LC003 reports IQueryable existence checks that use Count, LongCount, CountAsync, or LongCountAsync when Any or AnyAsync communicates the same intent more directly.

if (db.Users.Count(u => u.Active) > 0) // LC003
{
    // ...
}
var hasUsers = await db.Users.LongCountAsync() != 0; // LC003
return db.Users.Count() == 0; // LC003

Why It Matters

For relational providers, Any() is normally translated as an existence query such as EXISTS or a single-row probe. The database can stop after the first qualifying row.

Count() asks for the full cardinality. When the result is only compared with zero or one to answer “does at least one row exist?”, counting every matching row is unnecessary work and can force more scanning, aggregation, and memory pressure on large datasets.

Safer Shapes

Use Any() when the question is “are there any rows?”

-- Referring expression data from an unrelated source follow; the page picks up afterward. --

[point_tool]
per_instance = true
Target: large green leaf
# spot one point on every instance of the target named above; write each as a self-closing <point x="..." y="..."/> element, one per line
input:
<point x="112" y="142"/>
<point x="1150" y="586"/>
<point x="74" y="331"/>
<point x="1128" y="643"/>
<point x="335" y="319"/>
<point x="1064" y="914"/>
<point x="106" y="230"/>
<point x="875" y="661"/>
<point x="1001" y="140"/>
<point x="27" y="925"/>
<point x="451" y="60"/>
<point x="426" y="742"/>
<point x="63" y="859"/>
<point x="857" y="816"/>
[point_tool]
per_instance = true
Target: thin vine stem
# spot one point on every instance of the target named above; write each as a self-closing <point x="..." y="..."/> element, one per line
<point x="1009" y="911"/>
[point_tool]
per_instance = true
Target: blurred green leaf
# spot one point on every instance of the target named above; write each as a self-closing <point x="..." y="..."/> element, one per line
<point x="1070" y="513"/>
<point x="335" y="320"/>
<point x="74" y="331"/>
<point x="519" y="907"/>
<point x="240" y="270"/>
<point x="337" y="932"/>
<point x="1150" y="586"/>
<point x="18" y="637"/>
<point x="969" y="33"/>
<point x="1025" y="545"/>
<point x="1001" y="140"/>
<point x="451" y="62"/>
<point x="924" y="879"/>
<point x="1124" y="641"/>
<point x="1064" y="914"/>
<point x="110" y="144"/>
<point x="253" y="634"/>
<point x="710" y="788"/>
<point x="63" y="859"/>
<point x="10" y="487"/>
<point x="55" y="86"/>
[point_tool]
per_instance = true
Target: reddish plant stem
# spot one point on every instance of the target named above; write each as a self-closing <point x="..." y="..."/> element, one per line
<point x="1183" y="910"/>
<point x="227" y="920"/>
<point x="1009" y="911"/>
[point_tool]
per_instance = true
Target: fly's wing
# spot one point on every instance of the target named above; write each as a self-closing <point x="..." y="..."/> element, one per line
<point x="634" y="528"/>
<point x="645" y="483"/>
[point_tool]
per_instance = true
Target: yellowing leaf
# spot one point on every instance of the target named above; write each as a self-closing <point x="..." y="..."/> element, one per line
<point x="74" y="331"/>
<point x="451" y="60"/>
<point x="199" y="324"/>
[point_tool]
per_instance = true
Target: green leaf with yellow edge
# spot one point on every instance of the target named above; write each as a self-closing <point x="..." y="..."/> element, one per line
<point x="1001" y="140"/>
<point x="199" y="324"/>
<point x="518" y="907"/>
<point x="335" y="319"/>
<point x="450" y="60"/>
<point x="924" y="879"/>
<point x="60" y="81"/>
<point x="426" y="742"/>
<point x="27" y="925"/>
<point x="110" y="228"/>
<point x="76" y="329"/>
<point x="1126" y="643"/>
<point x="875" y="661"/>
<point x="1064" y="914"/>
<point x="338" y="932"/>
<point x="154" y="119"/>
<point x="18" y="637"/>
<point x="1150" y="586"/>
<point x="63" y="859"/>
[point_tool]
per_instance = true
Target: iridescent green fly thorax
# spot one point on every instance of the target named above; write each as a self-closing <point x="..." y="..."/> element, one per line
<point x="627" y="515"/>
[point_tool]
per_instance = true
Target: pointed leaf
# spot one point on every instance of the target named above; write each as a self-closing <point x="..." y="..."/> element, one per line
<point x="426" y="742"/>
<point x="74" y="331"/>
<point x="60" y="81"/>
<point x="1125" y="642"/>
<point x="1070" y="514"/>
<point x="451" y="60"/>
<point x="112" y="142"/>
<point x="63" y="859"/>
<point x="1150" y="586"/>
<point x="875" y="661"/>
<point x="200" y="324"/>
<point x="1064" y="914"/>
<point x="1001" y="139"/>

if (db.Users.Any(u => u.Active))
{
    // ...
}

Use !Any() when the question is “are there no rows?”

return !db.Users.Any();

Use AnyAsync() for EF Core async queries.

var hasUsers = await db.Users.AnyAsync();

Patterns

These existence checks report:

query.Count() > 0;
0 < query.Count();
query.Count() >= 1;
1 <= query.Count();
query.Count() != 0;
0 != query.Count();
query.Count() == 0;
0 == query.Count();
await query.CountAsync() == 0;
await query.LongCountAsync() != 0;

The rule is not limited to if statements. It also reports in boolean assignments, return expressions, ternary conditions, and other scalar expression contexts.

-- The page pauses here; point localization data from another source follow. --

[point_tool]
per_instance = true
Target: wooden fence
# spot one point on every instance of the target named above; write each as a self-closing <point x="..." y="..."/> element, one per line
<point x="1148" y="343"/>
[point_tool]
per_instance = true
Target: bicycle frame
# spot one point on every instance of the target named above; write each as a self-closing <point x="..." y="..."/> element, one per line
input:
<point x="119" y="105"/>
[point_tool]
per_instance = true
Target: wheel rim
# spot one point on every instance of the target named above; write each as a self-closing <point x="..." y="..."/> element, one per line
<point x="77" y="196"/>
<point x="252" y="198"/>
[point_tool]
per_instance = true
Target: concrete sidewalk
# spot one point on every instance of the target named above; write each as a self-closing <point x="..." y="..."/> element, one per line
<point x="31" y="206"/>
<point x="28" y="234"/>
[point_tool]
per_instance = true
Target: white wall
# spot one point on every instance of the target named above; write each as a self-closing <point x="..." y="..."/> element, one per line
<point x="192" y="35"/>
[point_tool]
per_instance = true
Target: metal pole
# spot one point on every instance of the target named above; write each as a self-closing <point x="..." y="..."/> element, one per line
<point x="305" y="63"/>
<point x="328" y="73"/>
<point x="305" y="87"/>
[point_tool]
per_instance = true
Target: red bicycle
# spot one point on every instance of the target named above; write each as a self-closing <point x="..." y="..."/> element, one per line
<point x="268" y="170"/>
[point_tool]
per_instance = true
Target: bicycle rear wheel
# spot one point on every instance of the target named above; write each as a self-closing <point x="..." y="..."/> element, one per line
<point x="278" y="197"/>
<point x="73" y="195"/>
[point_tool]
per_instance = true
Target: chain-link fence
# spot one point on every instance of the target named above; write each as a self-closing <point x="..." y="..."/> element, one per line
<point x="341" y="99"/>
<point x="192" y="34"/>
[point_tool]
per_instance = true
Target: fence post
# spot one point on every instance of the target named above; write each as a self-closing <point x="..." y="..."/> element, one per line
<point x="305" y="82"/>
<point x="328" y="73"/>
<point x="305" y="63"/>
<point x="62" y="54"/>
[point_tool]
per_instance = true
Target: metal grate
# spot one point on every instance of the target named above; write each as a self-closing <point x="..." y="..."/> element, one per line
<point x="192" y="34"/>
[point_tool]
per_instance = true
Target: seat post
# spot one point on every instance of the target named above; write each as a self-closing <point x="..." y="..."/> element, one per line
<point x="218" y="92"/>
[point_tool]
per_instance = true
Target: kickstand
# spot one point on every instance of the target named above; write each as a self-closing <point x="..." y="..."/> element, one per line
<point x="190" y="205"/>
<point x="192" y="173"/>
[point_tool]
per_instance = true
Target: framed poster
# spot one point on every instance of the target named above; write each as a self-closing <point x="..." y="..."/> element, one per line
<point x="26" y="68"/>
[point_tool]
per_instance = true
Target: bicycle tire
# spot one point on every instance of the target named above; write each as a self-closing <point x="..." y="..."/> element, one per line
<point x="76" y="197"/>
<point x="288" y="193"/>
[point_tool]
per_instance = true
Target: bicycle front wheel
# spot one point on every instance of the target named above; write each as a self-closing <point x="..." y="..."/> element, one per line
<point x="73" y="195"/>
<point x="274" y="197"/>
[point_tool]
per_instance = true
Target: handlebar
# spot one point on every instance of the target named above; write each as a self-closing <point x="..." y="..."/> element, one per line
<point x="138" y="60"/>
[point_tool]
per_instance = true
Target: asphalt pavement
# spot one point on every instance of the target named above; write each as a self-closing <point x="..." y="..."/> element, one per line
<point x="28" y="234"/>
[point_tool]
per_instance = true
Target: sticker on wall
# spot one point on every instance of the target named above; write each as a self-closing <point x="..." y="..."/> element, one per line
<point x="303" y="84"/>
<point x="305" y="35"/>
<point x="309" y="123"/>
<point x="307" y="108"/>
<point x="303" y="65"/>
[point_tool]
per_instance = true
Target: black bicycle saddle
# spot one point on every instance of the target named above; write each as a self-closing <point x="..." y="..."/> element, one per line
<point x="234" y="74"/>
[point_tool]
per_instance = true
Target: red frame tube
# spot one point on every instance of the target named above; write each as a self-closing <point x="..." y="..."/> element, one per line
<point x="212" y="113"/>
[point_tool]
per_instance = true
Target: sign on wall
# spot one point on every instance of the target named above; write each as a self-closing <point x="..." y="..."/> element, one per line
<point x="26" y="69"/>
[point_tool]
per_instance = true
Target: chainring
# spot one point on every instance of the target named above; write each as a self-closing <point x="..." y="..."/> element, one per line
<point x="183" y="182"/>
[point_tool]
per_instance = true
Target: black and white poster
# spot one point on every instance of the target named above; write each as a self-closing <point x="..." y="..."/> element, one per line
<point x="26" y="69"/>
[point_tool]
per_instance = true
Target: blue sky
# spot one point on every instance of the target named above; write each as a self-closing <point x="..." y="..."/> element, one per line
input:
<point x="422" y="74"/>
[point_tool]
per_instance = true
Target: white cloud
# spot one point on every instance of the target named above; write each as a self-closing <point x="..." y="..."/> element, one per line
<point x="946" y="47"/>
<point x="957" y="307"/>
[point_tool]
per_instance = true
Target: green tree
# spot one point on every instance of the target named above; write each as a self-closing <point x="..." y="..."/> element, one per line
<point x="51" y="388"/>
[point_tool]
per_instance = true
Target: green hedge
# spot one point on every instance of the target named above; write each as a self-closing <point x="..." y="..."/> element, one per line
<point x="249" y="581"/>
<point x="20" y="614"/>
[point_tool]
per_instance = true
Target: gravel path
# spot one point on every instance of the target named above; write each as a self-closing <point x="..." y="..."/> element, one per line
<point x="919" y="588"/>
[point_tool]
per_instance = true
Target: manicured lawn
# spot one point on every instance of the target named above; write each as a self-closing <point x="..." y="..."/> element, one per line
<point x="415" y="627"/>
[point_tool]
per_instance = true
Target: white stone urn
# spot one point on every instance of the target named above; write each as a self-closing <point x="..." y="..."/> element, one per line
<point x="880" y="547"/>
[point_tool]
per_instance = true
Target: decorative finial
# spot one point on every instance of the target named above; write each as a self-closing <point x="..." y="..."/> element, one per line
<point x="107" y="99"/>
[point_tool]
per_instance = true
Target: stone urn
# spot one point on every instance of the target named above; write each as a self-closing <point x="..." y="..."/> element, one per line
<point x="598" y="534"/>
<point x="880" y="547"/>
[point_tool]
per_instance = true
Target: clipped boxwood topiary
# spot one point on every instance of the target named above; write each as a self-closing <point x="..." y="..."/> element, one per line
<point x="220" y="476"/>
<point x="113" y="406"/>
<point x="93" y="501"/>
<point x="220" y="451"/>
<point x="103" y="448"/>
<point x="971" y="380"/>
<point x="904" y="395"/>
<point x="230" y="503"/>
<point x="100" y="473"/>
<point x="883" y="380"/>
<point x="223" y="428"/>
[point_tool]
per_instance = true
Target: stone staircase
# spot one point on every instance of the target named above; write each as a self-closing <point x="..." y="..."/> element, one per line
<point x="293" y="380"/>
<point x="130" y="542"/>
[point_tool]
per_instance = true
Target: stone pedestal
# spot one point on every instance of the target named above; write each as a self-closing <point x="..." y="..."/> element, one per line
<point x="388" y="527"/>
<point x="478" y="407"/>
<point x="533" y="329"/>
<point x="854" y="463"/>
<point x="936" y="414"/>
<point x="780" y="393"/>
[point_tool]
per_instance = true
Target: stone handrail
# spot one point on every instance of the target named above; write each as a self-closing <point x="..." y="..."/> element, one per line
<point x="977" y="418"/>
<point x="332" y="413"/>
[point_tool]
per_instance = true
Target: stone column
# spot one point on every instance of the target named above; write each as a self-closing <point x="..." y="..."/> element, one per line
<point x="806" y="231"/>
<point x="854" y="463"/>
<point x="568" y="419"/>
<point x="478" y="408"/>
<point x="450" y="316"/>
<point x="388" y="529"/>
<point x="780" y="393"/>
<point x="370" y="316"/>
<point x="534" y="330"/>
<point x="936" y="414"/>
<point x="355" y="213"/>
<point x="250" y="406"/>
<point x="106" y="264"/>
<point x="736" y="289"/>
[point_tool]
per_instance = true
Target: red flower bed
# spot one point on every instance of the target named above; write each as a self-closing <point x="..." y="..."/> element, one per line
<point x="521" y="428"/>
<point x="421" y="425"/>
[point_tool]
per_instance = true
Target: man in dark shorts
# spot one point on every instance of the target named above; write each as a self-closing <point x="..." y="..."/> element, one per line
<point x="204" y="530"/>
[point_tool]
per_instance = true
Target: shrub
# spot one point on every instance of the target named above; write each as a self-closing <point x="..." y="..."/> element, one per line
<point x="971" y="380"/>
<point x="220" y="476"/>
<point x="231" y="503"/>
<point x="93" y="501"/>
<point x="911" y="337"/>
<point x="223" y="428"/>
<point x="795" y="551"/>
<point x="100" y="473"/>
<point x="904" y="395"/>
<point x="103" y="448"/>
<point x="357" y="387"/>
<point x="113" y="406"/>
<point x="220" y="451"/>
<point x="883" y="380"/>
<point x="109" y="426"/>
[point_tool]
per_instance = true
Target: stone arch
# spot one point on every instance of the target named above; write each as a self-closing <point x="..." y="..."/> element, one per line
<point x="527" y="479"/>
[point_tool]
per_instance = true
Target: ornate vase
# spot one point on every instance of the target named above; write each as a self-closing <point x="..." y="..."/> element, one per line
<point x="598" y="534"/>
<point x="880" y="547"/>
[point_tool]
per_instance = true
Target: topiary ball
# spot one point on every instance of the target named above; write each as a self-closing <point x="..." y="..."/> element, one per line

var hasAny = query.Count() > 0;      // LC003
return query.Count() == 0;          // LC003
var state = query.Count() != 0 ? 1 : 0; // LC003

When Count Is Correct

Keep Count() when the actual total matters.

var total = await db.Users.CountAsync();

Keep Count() for thresholds that cannot be expressed as a simple existence check.

if (db.Users.Count() > 1)
{
    // Need at least two rows, not just one.
}
if (db.Users.Count() >= 2)
{
    // Also not equivalent to Any().
}

The rule deliberately stays quiet for those thresholds.

Scope

LC003 only targets IQueryable sources. It does not report List<T>.Count, array lengths, or in-memory IEnumerable<T> counts because those APIs have different cost models and may already be cheap or precomputed.

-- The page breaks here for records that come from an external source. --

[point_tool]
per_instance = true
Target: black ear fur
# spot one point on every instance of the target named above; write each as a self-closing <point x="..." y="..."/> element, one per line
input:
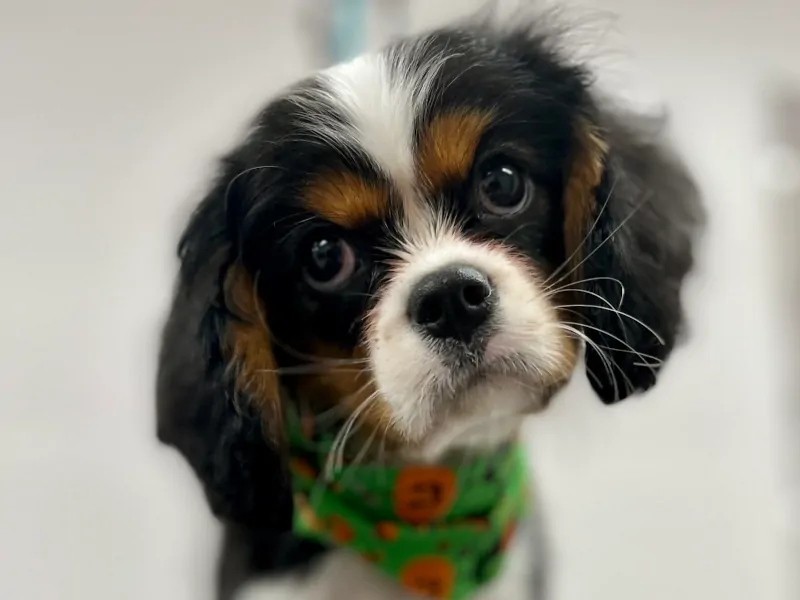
<point x="647" y="215"/>
<point x="198" y="411"/>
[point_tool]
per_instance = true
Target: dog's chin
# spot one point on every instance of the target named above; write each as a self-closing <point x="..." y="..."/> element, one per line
<point x="481" y="412"/>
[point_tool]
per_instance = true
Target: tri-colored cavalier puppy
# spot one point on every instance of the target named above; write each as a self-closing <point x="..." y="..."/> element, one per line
<point x="405" y="257"/>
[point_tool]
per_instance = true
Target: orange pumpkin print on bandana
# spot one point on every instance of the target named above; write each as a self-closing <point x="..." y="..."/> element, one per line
<point x="429" y="576"/>
<point x="423" y="494"/>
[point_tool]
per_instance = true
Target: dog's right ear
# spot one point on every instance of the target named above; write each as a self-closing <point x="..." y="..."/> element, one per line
<point x="217" y="391"/>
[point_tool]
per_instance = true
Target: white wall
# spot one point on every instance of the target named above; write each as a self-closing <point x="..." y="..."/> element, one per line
<point x="111" y="114"/>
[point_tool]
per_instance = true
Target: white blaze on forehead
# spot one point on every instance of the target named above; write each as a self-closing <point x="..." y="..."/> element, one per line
<point x="377" y="99"/>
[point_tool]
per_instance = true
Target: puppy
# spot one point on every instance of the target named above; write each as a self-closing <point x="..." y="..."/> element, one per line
<point x="407" y="254"/>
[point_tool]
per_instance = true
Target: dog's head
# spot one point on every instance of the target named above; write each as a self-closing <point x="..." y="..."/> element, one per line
<point x="423" y="239"/>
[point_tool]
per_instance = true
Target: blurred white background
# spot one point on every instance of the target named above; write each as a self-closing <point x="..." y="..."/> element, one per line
<point x="111" y="113"/>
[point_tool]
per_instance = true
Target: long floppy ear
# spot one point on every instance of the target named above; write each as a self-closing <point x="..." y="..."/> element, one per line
<point x="632" y="238"/>
<point x="216" y="385"/>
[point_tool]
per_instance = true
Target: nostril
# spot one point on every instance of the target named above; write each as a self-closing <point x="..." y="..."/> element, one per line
<point x="451" y="303"/>
<point x="474" y="295"/>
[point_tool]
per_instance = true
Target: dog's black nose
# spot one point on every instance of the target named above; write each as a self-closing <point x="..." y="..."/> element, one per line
<point x="451" y="303"/>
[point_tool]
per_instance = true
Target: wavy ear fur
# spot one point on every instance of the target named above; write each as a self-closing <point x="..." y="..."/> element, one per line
<point x="635" y="257"/>
<point x="215" y="390"/>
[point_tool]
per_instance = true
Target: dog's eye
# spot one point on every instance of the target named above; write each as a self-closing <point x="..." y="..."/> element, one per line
<point x="503" y="189"/>
<point x="329" y="262"/>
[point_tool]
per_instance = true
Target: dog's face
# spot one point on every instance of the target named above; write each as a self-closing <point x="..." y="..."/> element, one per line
<point x="426" y="236"/>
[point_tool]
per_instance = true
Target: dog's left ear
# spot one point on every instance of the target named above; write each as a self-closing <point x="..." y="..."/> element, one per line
<point x="632" y="213"/>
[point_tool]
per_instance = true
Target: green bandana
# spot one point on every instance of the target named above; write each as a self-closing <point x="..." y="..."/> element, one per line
<point x="440" y="531"/>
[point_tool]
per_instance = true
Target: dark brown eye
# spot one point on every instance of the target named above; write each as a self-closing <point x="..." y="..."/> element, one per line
<point x="329" y="262"/>
<point x="503" y="189"/>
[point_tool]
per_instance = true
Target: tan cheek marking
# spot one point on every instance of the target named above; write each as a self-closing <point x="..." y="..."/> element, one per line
<point x="586" y="172"/>
<point x="348" y="386"/>
<point x="346" y="199"/>
<point x="249" y="348"/>
<point x="447" y="148"/>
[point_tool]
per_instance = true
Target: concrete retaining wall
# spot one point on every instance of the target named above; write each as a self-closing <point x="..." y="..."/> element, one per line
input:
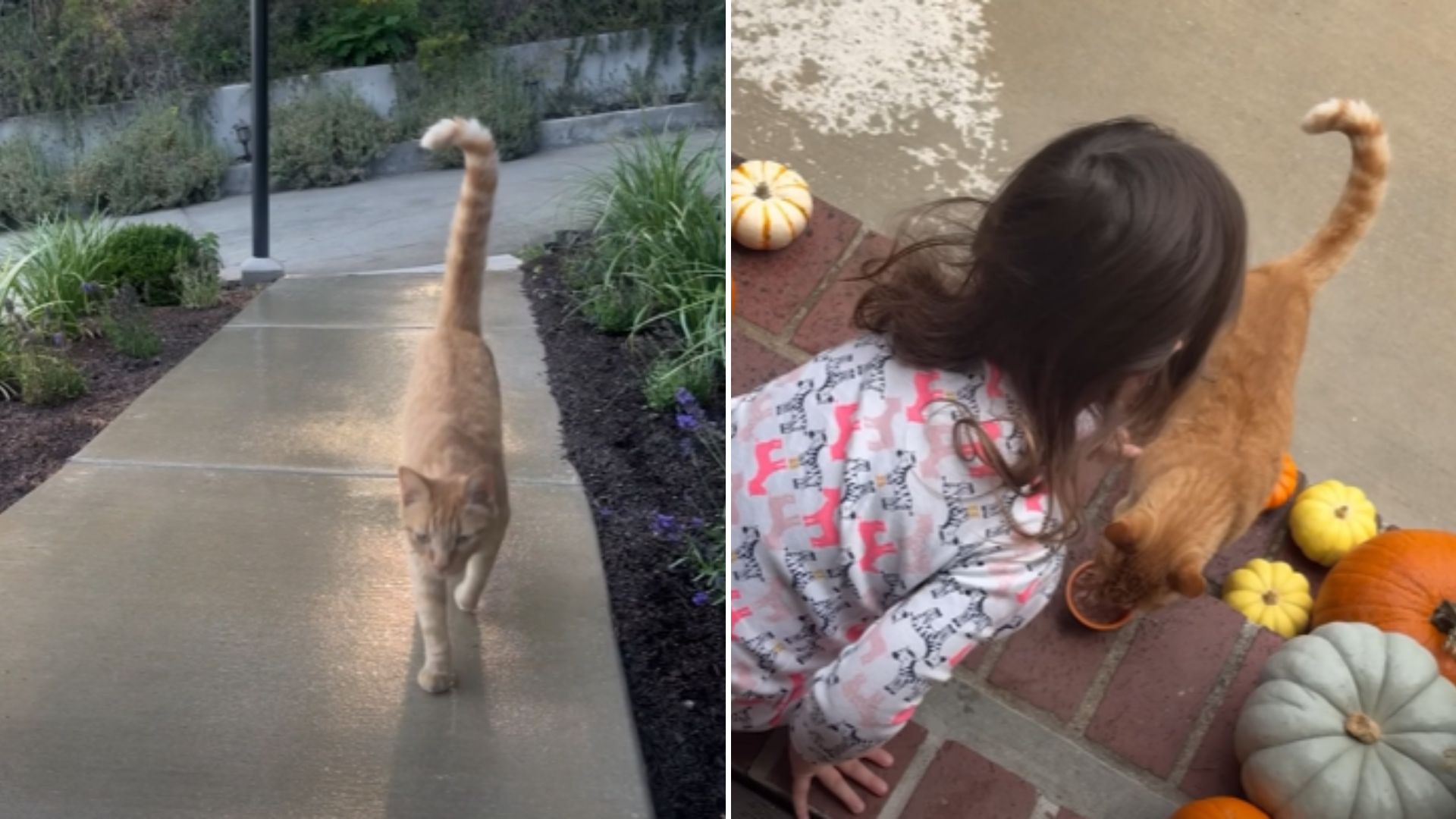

It recognises the LINQ Queryable.Count/LongCount methods and EF Core CountAsync/LongCountAsync extension methods. Provider-specific SQL may vary, but the existence-vs-cardinality intent is provider-independent.

Fix Strategy

The fixer rewrites the comparison expression:

  • Count() > 0, Count() >= 1, and Count() != 0 become Any().
  • Count() == 0 becomes !Any(), including named constants that fold to zero.
  • Async count methods become await AnyAsync().
  • Predicate counts keep their predicate: Count(x => x.Active) > 0 becomes Any(x => x.Active).

The fixer changes only the existence-check expression. It does not rewrite cases where the numeric count result is used for display, pagination, thresholds above one, or any business rule that needs the exact total.